A Bayesian Fisher-EM algorithm for discriminative Gaussian subspace clustering
vendredi 23 avril 2021, 9h30 - 10h30
Gaussian subspace clustering models integrate clustering and dimension reduction, modeling data as a linear observations of a Gaussian mixture in a low-dimensional subspace. In this work, we introduce a Bayesian extension to the Fisher EM algorithm for high-dimensional data clustering, considering that the low dimensional subspace is discriminant in the sense of Fisher’s Linear Discriminant analysis.

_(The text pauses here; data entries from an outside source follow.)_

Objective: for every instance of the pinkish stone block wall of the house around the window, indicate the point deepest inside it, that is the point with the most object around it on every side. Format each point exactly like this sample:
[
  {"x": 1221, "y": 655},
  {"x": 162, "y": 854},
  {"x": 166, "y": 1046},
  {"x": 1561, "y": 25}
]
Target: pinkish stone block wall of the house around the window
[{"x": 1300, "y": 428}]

Modeling class dispersion with a Gaussian prior over the latent group means, inference relies on mixing a variational EM algorithm estimating the mixture parameters while the discriminative subspace is estimated separately, via a Fisher-step maximizing an unsupervised Fisher criterion. An empirical Bayes procedure is proposed for the estimation of the prior hyper-parameters, and an integrated classification likelihood criterion is derived for selecting both the number of clusters and the submodel. We illustrate the algorithm performances over state-of-the-art Gaussian subspace clustering models on several high-dimensional and noisy scenarios, and discuss an application to single image denoising analogous to the HDMI algorithm of Houdard et.al. This work comes with a reference implementation for the R software in the FisherEM package available on CRAN.